Perhaps because secrecy develops faith. After all, we worship a God who is himself shrouded in secrecy and mystery. None of us knows the mind of God. None of us will ever know the mind of God. God is much bigger and much more complex than we could possibly fathom. God behaves in ways that we can’t even imagine let alone understand so our God, by his very nature, is a secretive God. We take comfort in believing He “is gracious and merciful, slow to anger, and abounding in steadfast love, and relents from punishing” as we heard from the prophet Joel. But that doesn’t necessarily explain why He. Why does our God have these qualities? Why does God love us so much? Why does God behave so generously towards us? We don’t know. Perhaps we can’t know. But believing He is this way requires faith. We need faith to be in relationship with God. God is not readily apparent. He’s not easily seen or heard or felt. God is everywhere and in everyone and everything. God exists in complete secrecy and mystery and we know this through faith. We come to know God through faith. Secrecy demands faith and faith is a good thing to have in life.
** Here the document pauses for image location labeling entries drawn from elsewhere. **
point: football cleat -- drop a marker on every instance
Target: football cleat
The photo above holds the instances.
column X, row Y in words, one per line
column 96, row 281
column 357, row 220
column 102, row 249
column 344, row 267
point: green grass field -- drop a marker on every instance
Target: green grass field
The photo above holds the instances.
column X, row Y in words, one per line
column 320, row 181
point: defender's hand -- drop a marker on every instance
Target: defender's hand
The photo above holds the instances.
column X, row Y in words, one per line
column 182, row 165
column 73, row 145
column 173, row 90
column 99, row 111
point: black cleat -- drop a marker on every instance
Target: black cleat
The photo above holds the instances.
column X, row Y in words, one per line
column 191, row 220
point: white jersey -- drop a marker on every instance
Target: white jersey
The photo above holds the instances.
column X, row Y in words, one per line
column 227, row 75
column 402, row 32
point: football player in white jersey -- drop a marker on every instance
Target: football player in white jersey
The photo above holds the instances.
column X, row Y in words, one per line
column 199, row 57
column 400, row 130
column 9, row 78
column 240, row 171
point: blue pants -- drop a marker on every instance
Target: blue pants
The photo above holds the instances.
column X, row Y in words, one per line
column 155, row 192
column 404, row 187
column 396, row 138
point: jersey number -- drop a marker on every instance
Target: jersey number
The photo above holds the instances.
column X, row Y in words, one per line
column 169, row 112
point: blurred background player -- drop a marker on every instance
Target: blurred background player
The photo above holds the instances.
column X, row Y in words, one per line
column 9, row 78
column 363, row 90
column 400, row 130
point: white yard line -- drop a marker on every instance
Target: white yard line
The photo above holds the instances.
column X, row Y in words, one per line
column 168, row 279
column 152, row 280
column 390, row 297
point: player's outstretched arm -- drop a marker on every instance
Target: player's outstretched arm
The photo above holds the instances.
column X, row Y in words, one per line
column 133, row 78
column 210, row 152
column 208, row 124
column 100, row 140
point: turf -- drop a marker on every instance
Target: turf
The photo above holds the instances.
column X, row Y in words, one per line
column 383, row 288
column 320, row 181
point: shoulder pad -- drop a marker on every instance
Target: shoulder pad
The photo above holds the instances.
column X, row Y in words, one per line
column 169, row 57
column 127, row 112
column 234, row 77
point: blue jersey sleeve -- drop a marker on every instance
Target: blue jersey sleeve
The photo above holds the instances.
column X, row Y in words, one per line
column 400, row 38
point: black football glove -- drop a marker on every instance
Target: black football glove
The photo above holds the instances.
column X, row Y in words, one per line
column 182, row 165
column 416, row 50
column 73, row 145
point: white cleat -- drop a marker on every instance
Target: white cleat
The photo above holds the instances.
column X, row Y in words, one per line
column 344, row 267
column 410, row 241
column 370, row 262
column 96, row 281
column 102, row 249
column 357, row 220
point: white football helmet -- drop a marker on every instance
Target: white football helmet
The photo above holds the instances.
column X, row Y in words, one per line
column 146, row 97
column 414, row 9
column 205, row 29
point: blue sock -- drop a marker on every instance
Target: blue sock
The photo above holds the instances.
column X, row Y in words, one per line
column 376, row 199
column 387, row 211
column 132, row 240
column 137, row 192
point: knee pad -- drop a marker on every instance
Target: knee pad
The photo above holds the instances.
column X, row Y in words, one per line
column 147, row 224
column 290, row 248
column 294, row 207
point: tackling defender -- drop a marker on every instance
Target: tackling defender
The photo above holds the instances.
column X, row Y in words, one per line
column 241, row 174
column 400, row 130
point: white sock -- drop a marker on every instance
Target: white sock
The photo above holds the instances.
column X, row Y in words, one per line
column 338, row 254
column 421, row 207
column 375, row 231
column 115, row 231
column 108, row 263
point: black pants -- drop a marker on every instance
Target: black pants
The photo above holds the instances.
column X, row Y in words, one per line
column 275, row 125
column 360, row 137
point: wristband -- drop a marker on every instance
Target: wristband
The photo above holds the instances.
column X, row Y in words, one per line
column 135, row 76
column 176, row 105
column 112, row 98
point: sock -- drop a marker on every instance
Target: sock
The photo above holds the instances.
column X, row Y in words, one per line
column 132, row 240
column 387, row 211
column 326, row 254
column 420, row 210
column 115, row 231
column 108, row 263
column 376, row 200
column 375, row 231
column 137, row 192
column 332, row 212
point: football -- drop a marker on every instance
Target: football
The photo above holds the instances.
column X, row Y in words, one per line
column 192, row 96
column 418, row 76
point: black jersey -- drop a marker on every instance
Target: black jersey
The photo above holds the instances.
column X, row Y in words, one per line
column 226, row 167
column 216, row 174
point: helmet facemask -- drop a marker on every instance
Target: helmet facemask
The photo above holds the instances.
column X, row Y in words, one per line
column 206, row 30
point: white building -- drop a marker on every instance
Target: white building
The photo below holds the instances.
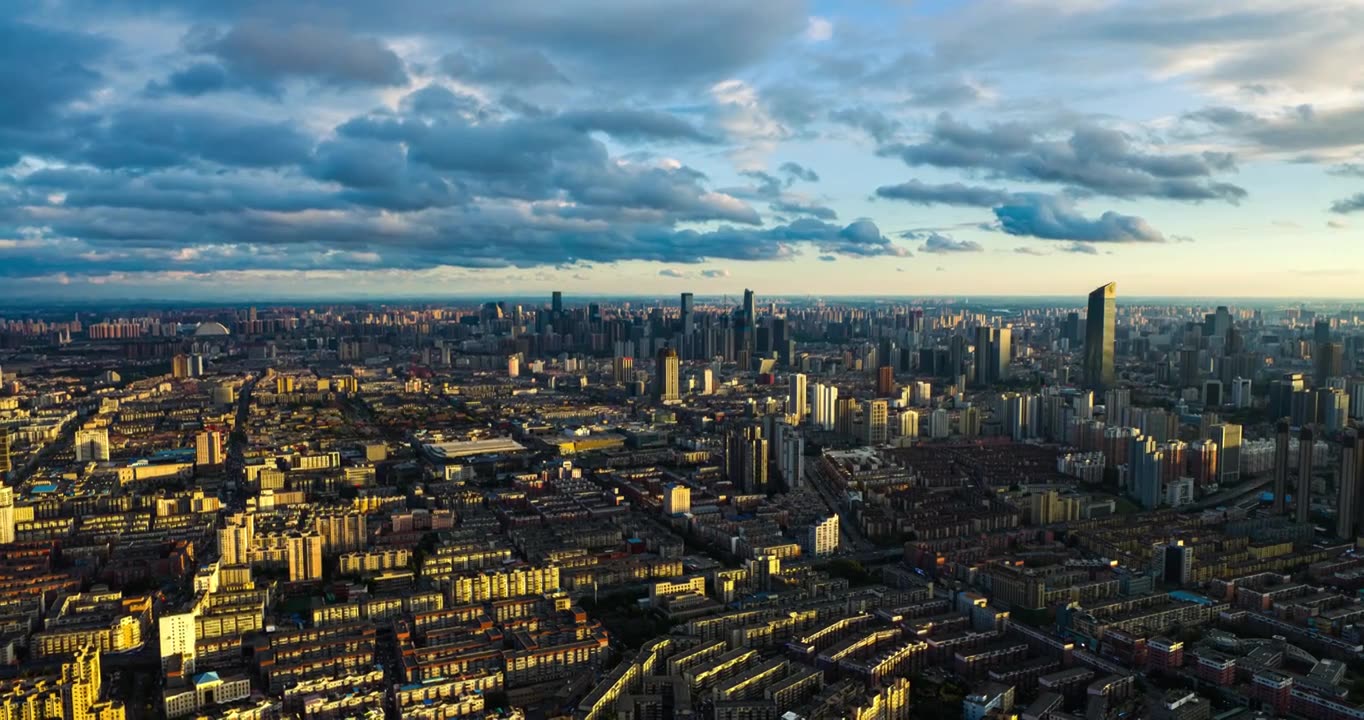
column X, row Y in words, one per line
column 821, row 539
column 92, row 445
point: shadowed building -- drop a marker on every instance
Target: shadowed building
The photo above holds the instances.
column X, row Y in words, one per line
column 1100, row 334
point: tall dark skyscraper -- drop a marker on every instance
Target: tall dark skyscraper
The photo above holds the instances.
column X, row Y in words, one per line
column 1281, row 437
column 666, row 377
column 688, row 318
column 1100, row 334
column 1348, row 486
column 1303, row 497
Faith enables us to endure unimaginable hardships. Faith encourages us to live better, more fruitful lives. Faith empowers us to do things that fear would prevent us from doing. We need faith to live the lives that God wants us to live. Faith is essential for living long and fruitful lives.
Yes, secrecy can lead to all sorts of bad behaviors. But it can also lead to stronger faith and, ironically, a deeper trust in God. Jesus said it best, “Our Father who sees in secret will reward us.” God lives in secrecy. We shouldn’t be too quick to condemn secrecy. We should appreciate the gifts of secrecy, most importantly the gift of faith. As we set out on our journey through Lent, let us be glad for the secrecy we find ourselves in. We’re never truly alone anyway. God hears and sees all that we say and do. Let us walk humbly and selflessly through the next 40 days as we await our Lord’s crucifixion and resurrection. Though I like to start my messages with stories or jokes, I’ll leave you with one last closing thought on secrecy: I have no problem keeping secrets. It’s the people I tell them to…
In the name of the Father, Son, and Holy Spirit.